What an odd week.
The week before a big event is always a slow, plodding thing. You find yourself trying to rush things along, making it next to impossible to stay in the moment. I have always suffered from an unfortunate affliction that constantly drives me to the next big thing. Pam is exactly the opposite in this regard, always content to make the most of now. Maine is the place where we are able to call a truce.

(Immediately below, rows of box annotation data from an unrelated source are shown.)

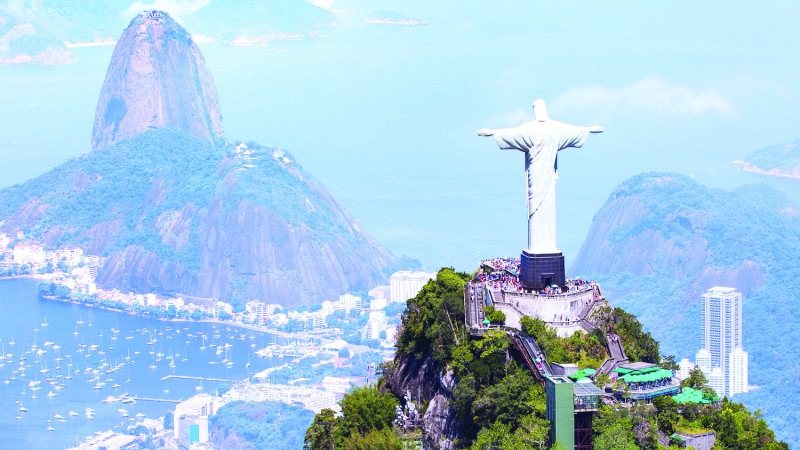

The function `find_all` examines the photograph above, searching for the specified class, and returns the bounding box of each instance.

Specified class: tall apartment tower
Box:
[698,287,742,395]
[728,347,748,396]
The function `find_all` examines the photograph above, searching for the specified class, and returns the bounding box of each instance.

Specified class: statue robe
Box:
[491,120,589,254]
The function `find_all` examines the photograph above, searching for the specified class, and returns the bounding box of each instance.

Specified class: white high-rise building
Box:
[707,367,725,398]
[678,358,694,380]
[728,347,748,396]
[702,287,742,395]
[694,348,711,372]
[389,270,436,302]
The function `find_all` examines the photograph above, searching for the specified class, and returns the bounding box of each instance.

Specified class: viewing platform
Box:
[465,258,605,337]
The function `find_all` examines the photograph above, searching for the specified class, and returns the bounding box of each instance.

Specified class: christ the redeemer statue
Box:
[478,99,603,256]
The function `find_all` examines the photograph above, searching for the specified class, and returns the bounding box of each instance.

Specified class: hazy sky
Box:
[0,0,800,270]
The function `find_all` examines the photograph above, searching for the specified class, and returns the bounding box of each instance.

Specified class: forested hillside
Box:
[572,173,800,445]
[305,269,788,450]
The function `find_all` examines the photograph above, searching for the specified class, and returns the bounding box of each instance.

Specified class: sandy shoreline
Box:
[0,274,302,339]
[733,159,800,180]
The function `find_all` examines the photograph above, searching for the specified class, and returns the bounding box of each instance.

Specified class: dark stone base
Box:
[519,250,566,291]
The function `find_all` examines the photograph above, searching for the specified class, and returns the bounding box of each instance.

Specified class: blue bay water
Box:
[0,279,282,449]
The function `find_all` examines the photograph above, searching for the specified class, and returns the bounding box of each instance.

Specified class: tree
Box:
[658,355,681,372]
[681,367,708,389]
[303,408,339,450]
[342,428,403,450]
[339,385,397,437]
[593,407,637,450]
[472,370,546,430]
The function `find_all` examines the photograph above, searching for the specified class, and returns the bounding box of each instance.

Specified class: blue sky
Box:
[0,0,800,270]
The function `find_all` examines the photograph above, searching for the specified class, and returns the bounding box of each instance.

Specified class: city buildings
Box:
[681,287,748,396]
[727,347,748,395]
[173,394,221,448]
[389,270,436,302]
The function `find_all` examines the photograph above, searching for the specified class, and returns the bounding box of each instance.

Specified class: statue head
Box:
[533,98,550,122]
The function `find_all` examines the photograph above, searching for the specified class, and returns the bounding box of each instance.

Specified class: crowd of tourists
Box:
[481,258,519,275]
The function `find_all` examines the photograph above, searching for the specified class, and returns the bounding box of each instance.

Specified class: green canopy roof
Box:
[672,387,719,403]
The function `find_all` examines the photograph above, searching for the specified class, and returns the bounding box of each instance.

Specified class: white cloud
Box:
[367,17,428,27]
[306,0,333,11]
[551,77,736,115]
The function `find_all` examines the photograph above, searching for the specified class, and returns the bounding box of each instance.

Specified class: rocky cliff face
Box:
[387,356,462,450]
[0,13,395,306]
[92,11,223,150]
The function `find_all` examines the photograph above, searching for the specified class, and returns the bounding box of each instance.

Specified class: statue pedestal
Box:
[519,250,566,291]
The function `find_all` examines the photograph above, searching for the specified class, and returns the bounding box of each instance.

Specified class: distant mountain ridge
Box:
[571,173,800,445]
[92,11,223,150]
[0,14,395,307]
[734,140,800,178]
[0,0,336,64]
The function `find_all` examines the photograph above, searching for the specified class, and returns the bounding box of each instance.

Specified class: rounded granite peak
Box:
[92,10,223,150]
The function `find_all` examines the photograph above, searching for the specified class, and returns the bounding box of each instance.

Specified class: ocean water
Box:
[0,279,282,449]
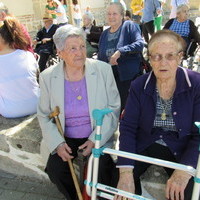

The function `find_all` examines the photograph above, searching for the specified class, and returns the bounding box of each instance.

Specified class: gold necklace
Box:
[65,66,83,101]
[158,95,171,121]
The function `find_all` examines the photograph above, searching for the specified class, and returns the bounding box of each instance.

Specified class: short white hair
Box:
[53,24,86,51]
[176,4,190,14]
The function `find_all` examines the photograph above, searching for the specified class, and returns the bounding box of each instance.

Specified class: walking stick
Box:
[49,106,83,200]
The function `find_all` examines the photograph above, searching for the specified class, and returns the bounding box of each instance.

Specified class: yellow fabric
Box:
[130,0,143,15]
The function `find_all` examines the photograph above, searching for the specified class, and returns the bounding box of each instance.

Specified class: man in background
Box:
[169,0,189,19]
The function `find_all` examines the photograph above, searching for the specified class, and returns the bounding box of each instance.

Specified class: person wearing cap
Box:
[34,14,58,72]
[0,1,34,53]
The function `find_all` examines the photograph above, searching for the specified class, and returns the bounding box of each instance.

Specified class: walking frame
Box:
[84,109,200,200]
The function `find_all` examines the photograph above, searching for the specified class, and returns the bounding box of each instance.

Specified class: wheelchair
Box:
[35,42,60,72]
[181,41,200,71]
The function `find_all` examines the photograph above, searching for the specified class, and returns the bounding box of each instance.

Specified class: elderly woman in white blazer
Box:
[38,25,120,200]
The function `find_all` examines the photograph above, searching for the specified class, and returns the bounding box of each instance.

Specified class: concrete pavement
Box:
[0,170,64,200]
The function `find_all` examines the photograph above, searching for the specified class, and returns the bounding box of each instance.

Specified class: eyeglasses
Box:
[149,51,182,62]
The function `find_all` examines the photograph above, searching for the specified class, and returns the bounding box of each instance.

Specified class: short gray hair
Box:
[176,4,190,14]
[83,13,94,22]
[53,24,86,51]
[107,2,125,17]
[0,2,8,15]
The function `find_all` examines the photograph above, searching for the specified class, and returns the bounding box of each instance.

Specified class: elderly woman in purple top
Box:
[115,30,200,200]
[38,25,120,200]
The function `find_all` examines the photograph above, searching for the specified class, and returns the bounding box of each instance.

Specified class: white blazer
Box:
[37,58,120,164]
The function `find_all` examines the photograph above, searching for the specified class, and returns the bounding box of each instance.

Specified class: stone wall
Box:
[0,115,48,180]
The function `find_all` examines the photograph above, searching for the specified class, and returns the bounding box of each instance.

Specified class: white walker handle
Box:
[85,109,200,200]
[91,108,112,200]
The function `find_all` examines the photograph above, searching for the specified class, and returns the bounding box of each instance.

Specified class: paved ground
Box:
[0,170,64,200]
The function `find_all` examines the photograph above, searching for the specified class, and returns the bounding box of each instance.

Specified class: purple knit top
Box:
[64,78,92,138]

Anyway, so back to this week. There was the devastation of Harvey mixed with the heartwarming stories of heroic human beings from every background, every political persuasion, and every race, doing beautiful, selfless things. Of course, that was followed by various politicians trying to rush to the cameras to horn in on the good feelings being generated. Then the chattering classes did their best to throw a wet blanket on the sudden surge in unity by trying to undermine it all by casting doubt on the motives of our heros. And just like the sun rising in the east and setting in the west, a slew of activist/hacks began taking advantage of human compassion by sending our fundraising pitches ostensibly for flood victims, but actually providing links to various political action committees, proving once again the old adage that...no good dead goes unpunished. I'm convinced that partisan politics is this nation's divine punishment for the original sin of slavery.

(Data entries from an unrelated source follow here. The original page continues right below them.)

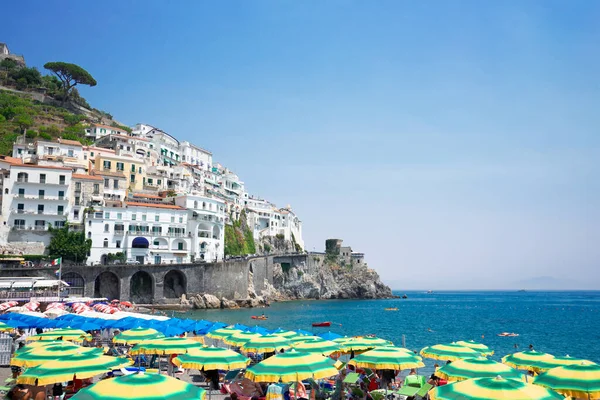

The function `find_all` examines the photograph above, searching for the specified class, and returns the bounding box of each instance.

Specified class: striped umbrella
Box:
[113,328,165,344]
[206,327,243,340]
[245,350,338,382]
[26,328,92,342]
[10,342,102,367]
[240,335,290,354]
[348,346,425,371]
[223,332,261,347]
[429,376,564,400]
[173,346,250,370]
[17,352,131,386]
[533,363,600,399]
[71,373,206,400]
[292,339,341,356]
[502,350,554,371]
[435,357,525,382]
[129,337,203,355]
[456,340,494,356]
[421,343,481,361]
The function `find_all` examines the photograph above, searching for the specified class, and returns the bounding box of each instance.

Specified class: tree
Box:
[44,61,96,100]
[48,225,92,262]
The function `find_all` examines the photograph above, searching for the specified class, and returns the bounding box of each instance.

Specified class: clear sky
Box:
[0,0,600,290]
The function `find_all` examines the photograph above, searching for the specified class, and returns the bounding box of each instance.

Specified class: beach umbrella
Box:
[206,327,242,340]
[533,363,600,399]
[240,335,290,353]
[71,373,206,400]
[502,350,554,371]
[173,346,251,370]
[130,337,202,355]
[334,336,392,353]
[421,343,481,361]
[26,328,92,341]
[17,352,131,386]
[317,331,342,340]
[435,357,525,382]
[348,346,425,371]
[245,350,338,382]
[456,340,494,356]
[429,376,564,400]
[113,328,164,344]
[223,332,261,347]
[292,339,341,356]
[10,342,102,367]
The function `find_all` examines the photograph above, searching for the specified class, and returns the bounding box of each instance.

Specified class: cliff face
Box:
[263,257,392,300]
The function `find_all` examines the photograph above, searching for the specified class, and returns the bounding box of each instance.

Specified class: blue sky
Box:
[0,0,600,289]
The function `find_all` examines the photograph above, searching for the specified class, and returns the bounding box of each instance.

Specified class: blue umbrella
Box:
[317,331,342,340]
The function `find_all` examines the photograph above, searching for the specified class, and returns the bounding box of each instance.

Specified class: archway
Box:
[163,269,187,299]
[129,271,154,304]
[94,271,121,300]
[62,272,85,296]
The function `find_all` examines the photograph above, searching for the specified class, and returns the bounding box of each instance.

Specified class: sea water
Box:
[182,291,600,365]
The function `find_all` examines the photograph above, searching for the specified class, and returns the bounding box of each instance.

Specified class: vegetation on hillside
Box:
[224,211,256,256]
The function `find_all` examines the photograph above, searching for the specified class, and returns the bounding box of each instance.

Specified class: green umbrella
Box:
[435,357,524,382]
[533,363,600,399]
[10,342,102,367]
[421,343,481,361]
[17,352,131,386]
[429,376,564,400]
[173,347,250,370]
[245,350,338,382]
[348,346,425,371]
[502,350,555,371]
[113,328,165,344]
[292,339,341,356]
[71,373,206,400]
[456,340,494,356]
[240,335,290,353]
[129,337,203,355]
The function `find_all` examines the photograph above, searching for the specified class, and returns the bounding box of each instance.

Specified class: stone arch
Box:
[163,269,187,299]
[129,271,154,304]
[94,271,121,300]
[61,272,85,296]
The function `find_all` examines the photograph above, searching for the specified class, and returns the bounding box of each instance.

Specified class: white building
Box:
[174,193,225,262]
[86,201,192,264]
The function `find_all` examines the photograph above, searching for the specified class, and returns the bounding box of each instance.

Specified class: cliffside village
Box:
[0,124,304,264]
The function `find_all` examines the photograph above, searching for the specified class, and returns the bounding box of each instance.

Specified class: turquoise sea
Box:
[178,291,600,370]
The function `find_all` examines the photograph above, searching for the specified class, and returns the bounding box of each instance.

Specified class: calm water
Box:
[178,291,600,368]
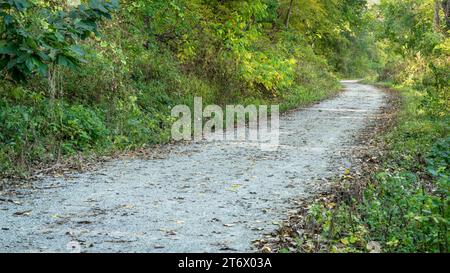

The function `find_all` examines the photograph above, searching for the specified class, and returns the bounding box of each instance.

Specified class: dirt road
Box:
[0,81,386,252]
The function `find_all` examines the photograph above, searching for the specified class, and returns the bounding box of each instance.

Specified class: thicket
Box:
[0,0,377,177]
[301,0,450,253]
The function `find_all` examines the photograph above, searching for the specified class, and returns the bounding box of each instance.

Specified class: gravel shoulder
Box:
[0,81,387,252]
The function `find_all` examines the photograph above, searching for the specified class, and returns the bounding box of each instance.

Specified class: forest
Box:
[0,0,450,252]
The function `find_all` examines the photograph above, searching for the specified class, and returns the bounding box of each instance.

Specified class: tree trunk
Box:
[284,0,294,28]
[434,0,441,30]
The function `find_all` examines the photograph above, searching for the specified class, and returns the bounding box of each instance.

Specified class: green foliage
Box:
[0,0,118,81]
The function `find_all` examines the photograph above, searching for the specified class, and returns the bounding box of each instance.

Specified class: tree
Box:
[0,0,119,87]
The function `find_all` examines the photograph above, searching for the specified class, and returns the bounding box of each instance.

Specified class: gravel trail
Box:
[0,81,386,252]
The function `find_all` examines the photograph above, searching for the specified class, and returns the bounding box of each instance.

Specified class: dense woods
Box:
[0,0,450,251]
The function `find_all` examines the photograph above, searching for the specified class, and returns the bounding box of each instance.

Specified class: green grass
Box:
[300,84,450,252]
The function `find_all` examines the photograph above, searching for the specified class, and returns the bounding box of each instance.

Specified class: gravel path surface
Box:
[0,81,386,252]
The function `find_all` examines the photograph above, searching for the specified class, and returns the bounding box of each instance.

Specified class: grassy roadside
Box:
[0,78,340,185]
[258,84,450,252]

Meanwhile, back at the office, I spent the week talking clients out of making moves that would have put several thousand dollars in my pocket. They were determined. I was persistent. Eventually they relented. I made zero dollars for my efforts. I labor in a profoundly strange business.
Later I had a text conversation with my son,(are there any other kind?), where it occurred to me that at some point over the past 35 years, my attitude towards the federal government has taken a decidedly cynical turn. Although I believe that my son gives them entirely too much credit, is far too willing to give them the benefit of the doubt than their actions over my lifetime would warrant, I am never willing to give the Feds any credit for anything. This has not always been so. There was a time in my life when I actually felt connected to my government and was generally convinced, at least, of their benevolence, and critical of those who questioned their motives. But, after a 35 year career in the financial world as a business owner, my views towards Washington are more jaded. I find myself nodding in agreement when I hear that old Ronald Reagan line, The most terrifying sentence in the English language is, "I'm from the government and I'm here to help!" I suppose that 35 years of paperwork, redundant regulation, fees, taxes, surcharges, and constantly moving goalposts will do that to a person. I don't trust them. I don't respect them or those we elect to represent me in my dealings with them. It is my considered view that anything done by government will always and forever be second rate, shoddy, and delivered to me by rude, arrogant, incompetent functionaries, who are free to be so because of the eternal job security they enjoy which shields them from oversight.
Having said all of this, I must confess...it's no fun feeling this way about your government. There is a bitter taste that lingers in your soul when you hold anything in such contempt. I actually envy my son and daughter their more benevolent attitudes toward government. At this point in my life, I can't imagine ever getting back to my younger attitudes toward Washington, but I am seeking something in between. I would settle for ambivalence. Actually I would be overjoyed to land at ambivalence. At the very least, I owe them my neutral disregard. Hostility and contempt don't work and I must figure out how to leave both behind.